Um aspecto que merece destaque, conforme nos relata Nascimento, refere-se às
disputas entre as principais linhagens da Ordem do Hospital (Os Góis/Farinha e os Pereira)
pelo controle sobre a relíquia:

Outro aspecto que deve ser ressaltado é a questão das disputas entre as principais
linhagens que gravitavam no âmbito da Ordem. Góis/Farinha e Pereira 47 assumiram
a gestão de Comendas de primeira importância, ‘a de Marmelar, no caso dos de
Góis, e a do Crato/Flor da Rosa, no caso dos Pereira’ (COSTA, 2013, p. 229). Tanto
Marmelar quanto Flor da Rosa podem ser consideradas como espaços de projeção
do oriente latino no contexto português pós-reconquista. Marmelar seria uma
segunda Jerusalém e Flor da Rosa uma revivescência da estrutura hospitalária em
Rodes. Os Góis/Farinha, fundadores do Mosteiro do Hospital em Marmelar, e os
Pereira, como fundadores do castelo fortificado de Flor da Rosa desde 1341. A
relíquia seria objeto de disputas entre estas famílias.

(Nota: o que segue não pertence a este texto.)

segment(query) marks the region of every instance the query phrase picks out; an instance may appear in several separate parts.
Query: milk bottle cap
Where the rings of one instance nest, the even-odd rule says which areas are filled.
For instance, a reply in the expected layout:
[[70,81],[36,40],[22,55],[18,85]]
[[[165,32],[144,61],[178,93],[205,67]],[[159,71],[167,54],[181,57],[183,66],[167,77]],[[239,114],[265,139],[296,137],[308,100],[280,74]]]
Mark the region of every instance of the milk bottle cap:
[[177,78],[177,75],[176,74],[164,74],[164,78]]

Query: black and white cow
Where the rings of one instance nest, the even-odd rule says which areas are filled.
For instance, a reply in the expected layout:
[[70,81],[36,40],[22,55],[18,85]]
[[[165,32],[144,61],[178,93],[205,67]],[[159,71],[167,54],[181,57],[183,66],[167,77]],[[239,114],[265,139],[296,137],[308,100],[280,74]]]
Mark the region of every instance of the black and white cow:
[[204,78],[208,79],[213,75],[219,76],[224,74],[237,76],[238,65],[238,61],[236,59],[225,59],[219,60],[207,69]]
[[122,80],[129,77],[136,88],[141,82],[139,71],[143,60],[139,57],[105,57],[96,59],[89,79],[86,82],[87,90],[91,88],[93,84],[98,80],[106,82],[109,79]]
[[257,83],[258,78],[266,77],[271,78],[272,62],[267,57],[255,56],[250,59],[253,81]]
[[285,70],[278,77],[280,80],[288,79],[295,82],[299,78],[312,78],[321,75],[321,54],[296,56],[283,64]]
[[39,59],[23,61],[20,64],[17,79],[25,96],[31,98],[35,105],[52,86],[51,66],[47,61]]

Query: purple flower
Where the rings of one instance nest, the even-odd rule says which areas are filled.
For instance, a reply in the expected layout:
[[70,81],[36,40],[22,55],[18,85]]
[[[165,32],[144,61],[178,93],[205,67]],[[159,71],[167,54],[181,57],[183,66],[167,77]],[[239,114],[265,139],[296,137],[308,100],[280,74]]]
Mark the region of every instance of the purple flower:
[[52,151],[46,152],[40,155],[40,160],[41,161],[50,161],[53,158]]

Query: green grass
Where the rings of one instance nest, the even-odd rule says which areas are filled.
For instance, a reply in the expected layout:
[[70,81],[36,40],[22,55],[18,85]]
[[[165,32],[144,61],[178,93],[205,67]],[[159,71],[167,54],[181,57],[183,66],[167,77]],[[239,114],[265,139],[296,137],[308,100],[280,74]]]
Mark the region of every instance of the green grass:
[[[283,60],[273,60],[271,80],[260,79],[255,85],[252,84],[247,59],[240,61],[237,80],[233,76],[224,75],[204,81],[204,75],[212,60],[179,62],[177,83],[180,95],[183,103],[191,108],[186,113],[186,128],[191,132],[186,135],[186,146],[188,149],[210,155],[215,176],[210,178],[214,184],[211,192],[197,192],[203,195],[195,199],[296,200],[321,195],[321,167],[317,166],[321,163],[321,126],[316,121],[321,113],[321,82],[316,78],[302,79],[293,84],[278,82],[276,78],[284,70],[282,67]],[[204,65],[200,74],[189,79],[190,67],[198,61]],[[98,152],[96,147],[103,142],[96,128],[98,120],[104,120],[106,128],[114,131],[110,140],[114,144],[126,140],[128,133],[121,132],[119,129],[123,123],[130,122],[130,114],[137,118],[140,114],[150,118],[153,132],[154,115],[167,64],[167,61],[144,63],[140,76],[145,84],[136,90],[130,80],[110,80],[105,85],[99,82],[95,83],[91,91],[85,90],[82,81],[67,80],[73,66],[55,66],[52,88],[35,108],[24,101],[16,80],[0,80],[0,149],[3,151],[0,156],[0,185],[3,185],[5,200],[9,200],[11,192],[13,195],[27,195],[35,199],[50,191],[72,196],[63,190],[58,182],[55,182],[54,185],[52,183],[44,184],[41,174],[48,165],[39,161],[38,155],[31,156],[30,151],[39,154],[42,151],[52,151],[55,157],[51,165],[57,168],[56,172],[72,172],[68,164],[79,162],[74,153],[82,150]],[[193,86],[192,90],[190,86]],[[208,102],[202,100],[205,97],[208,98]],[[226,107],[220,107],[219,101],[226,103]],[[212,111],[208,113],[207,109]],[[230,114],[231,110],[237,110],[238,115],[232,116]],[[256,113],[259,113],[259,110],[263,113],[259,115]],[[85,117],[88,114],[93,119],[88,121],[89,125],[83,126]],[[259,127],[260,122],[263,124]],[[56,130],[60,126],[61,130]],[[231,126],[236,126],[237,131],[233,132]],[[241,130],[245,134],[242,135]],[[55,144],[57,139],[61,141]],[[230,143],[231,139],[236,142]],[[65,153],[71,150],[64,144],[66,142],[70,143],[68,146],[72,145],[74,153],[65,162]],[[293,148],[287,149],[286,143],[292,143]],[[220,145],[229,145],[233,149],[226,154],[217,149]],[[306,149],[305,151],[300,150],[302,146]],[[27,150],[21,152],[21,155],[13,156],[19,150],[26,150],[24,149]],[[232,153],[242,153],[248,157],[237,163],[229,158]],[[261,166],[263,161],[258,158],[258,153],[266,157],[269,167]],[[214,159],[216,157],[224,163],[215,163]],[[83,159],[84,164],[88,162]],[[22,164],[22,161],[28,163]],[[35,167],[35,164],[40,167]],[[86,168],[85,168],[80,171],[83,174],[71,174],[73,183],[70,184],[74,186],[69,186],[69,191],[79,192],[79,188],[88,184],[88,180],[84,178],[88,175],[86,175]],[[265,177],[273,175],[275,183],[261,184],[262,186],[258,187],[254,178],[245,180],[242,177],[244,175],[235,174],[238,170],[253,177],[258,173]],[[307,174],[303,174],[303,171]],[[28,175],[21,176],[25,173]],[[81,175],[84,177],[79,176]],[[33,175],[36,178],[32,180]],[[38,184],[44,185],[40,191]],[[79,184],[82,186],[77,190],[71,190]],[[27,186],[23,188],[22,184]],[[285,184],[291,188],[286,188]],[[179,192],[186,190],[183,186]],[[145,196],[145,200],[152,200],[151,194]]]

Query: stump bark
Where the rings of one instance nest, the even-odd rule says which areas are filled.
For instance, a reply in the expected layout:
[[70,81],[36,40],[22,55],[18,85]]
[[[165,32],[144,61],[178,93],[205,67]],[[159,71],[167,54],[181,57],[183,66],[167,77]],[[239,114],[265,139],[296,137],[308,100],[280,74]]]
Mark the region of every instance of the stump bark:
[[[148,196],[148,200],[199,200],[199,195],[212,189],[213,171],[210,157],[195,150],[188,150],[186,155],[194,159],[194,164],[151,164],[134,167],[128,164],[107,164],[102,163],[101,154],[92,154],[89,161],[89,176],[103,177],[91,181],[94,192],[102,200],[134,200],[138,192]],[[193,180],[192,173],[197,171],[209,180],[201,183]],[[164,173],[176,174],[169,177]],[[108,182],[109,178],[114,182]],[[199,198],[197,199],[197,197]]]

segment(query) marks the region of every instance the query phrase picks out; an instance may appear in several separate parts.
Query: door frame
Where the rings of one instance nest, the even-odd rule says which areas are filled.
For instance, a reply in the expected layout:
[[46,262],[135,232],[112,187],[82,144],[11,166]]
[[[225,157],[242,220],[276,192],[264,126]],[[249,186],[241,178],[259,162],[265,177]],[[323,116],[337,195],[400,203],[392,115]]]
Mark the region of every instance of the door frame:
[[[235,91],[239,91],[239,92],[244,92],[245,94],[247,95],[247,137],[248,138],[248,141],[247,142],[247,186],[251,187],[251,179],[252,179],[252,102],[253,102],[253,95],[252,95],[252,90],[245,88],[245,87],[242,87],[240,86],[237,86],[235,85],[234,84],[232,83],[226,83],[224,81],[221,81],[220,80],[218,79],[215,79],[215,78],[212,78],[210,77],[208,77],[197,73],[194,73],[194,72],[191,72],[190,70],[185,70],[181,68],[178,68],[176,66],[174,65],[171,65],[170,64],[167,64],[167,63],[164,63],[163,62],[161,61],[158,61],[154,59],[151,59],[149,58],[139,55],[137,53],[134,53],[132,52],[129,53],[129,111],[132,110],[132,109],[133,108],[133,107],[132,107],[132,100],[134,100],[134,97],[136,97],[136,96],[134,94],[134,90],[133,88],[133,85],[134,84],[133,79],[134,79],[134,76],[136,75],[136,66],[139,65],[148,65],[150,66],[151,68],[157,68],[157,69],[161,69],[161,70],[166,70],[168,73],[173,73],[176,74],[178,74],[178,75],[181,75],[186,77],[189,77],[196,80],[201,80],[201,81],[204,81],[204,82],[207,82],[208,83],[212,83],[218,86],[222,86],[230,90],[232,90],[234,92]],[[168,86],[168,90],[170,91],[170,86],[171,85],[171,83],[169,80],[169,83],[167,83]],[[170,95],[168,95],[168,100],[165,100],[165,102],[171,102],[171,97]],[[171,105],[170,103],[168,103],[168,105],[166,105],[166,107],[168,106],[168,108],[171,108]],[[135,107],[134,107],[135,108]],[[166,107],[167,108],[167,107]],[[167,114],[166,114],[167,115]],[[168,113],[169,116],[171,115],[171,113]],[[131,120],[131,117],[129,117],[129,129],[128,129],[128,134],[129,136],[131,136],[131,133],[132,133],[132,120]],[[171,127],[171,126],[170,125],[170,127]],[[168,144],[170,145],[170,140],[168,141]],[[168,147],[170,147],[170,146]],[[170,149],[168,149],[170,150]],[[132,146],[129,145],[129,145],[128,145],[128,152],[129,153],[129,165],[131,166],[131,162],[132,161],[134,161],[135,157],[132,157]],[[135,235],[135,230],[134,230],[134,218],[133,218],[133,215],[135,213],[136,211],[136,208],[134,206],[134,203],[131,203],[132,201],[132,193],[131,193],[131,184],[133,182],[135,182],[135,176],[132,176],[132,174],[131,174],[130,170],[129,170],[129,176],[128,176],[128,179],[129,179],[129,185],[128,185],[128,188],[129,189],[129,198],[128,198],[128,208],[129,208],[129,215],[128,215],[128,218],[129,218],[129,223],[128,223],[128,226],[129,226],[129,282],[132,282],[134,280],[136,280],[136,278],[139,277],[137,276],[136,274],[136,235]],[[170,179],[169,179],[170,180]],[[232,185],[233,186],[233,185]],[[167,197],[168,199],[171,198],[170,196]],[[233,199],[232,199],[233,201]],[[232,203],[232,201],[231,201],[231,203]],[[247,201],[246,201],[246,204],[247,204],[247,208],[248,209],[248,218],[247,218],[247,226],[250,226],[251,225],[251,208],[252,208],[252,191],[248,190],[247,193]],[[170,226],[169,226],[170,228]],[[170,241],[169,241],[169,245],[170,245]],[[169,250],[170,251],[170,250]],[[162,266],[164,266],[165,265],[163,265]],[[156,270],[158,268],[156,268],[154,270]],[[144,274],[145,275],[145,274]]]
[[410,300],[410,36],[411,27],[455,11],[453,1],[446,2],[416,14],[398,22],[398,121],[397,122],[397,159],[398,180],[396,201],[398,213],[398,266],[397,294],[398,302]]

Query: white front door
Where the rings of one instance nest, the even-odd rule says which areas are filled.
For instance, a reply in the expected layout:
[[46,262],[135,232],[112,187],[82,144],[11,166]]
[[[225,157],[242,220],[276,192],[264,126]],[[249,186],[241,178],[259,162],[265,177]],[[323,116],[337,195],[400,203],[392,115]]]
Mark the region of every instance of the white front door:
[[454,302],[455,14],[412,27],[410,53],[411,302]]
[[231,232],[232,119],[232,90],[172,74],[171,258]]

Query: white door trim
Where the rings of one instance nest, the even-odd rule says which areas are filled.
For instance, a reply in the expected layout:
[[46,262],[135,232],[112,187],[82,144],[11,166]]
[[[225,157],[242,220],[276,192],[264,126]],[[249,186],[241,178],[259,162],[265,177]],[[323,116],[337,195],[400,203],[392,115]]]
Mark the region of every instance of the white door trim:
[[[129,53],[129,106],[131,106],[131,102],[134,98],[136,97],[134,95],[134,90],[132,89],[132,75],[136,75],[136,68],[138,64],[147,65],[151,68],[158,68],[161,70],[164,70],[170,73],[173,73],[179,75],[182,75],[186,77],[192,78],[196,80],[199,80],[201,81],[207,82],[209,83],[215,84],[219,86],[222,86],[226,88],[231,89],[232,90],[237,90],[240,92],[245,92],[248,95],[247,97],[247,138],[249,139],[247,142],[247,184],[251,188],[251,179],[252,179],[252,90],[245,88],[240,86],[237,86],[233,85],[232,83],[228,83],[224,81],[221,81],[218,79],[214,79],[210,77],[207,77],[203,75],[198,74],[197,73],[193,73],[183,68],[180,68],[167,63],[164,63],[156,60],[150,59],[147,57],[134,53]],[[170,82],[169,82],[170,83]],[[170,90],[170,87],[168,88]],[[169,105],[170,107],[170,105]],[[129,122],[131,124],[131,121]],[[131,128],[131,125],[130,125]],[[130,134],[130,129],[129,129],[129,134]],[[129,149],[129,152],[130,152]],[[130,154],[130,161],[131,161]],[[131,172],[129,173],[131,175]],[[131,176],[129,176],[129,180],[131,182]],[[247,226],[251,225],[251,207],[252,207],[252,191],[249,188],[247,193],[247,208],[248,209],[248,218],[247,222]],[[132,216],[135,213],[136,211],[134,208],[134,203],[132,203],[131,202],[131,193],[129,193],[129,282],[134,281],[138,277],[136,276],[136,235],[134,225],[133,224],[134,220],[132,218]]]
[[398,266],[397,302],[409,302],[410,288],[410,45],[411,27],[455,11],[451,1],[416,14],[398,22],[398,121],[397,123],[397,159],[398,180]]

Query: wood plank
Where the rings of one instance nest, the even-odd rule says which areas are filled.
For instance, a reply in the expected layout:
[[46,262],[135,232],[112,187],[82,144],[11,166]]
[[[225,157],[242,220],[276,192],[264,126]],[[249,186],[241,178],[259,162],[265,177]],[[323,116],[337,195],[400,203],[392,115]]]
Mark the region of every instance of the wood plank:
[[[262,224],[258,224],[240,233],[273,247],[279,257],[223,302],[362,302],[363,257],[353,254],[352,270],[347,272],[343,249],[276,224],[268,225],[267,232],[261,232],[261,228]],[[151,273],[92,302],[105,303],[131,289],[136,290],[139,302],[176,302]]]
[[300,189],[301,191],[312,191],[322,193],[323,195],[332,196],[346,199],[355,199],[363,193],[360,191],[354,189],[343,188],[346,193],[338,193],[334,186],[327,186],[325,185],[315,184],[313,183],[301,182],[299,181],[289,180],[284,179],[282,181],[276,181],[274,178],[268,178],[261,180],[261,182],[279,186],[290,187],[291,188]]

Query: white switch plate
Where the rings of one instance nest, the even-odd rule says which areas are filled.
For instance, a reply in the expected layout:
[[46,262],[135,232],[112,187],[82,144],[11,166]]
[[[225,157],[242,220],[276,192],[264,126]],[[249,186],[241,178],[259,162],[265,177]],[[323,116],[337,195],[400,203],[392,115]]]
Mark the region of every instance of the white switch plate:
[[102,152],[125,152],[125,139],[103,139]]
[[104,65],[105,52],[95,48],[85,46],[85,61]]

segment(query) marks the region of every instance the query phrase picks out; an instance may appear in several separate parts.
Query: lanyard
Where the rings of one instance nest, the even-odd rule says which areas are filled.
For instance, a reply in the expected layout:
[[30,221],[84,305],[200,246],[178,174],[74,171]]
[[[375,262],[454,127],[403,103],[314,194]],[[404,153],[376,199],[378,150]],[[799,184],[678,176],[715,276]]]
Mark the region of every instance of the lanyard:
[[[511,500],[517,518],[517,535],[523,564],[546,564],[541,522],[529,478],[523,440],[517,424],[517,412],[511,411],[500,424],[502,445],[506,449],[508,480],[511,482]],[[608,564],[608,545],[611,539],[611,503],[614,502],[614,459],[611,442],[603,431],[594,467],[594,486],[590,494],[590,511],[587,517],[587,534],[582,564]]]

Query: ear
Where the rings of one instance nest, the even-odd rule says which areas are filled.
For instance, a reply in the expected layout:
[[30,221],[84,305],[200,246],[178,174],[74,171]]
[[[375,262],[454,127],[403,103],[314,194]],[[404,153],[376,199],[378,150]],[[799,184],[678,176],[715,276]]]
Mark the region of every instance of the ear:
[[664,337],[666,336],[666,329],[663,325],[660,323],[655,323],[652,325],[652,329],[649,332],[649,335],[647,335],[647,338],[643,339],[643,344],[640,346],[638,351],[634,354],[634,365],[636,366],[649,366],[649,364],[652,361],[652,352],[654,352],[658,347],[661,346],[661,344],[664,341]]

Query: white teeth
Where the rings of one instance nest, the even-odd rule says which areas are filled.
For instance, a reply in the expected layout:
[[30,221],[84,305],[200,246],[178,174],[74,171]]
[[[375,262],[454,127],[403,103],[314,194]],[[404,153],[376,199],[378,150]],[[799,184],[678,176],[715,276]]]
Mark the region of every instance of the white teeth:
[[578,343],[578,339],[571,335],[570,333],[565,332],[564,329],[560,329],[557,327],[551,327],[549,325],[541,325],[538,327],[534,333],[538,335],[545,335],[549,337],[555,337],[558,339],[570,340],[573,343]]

A disputa revela a importância
da posse deste objeto sacro, especialmente após a intensificação do culto ao Santo
Lenho (2015, p. 260).

47
Linhagens ligadas ao Prior D. Afonso Pires Farinha e ao seu sucessor Prior D. Álvaro Gonçalves Pereira.
56

Acerca dos prodígios da Santa Cruz, apresentamos um relato da própria Ordem dos
Hospitalários, escrito em 1744, que pode ser encontrado na página oficial da entidade:
“Visitação Geral da Ordem de Malta às Suas Comendas nas Províncias da Estremadura e
Alentejo, nas Comendas de Santarém, Torres Vedras, Torres Novas e Landal, Vera Cruz e
Portel, Elvas e Montoito”:

Tem esta Igreja uma insigne, milagrosa e venerável Relíquia do Santo Lenho em
forma de cruz Patriarcal, embutida num relicário de prata de filigrana formado de
custódia com vidro, e se conserva com toda a veneração fechada em um nicho de
pedra mármore dourada com capa e cortina com lâmpada de prata quotidianamente
acesa, expondo-se no dia da invenção da Vera Cruz de 3 de Maio e da sua exaltação
a 14 de Setembro em cujos dias concorre um numerável povo à referida Igreja, como
também nos mais dias do ano levado da veneração e fé que têm na Santa Relíquia
que é prodigiosa para todos os males e enfermidades e principalmente para os
vexados e possessos do Demónio e é tradição antiga de que se faz memória nos
Tombos desta Comenda que Frei Afonso Peres Farinha, Prior que foi do Hospital
neste Reino trouxera esta Santa Relíquia de Jerusalém no ano de 1271 e que vindo
destinada para a Sé de Évora, ao passar por esta localidade, a mula que a trazia não
passou adiante. Assim que lhe foi retirada a Santa Relíquia, de repente começou a
brotar um canal de água que ainda hoje se preserva com o título de Fonte Santa, e à
mesma Sagrada Relíquia se atribui a glória da famosa Batalha do Salado no ano de
1340, aonde a instancias d’El-Rei D. Afonso IV, a conduziu D. Álvaro Gonçalves
Pereira, Grão Prior do Crato, e voltando da Batalha foi servida a Magestade do dito
Senhor se partisse a mesma Sagrada Relíquia em duas partes iguais ficando uma
parte nesta Igreja da Vera da Cruz, e indo a outra como foi para a Sé de Évora de
sorte que no seu principio tinha perto de dois palmos de comprimento com dois
braços iguais, um no cimo e outro abaixo, o que tudo se declarou nos tombos desta
Comenda referindo-se a crónica do dito Senhor e outros autores (ANTT - Ordem de
Malta, Visitações, Livro n.º 15, folha 364v e seguintes).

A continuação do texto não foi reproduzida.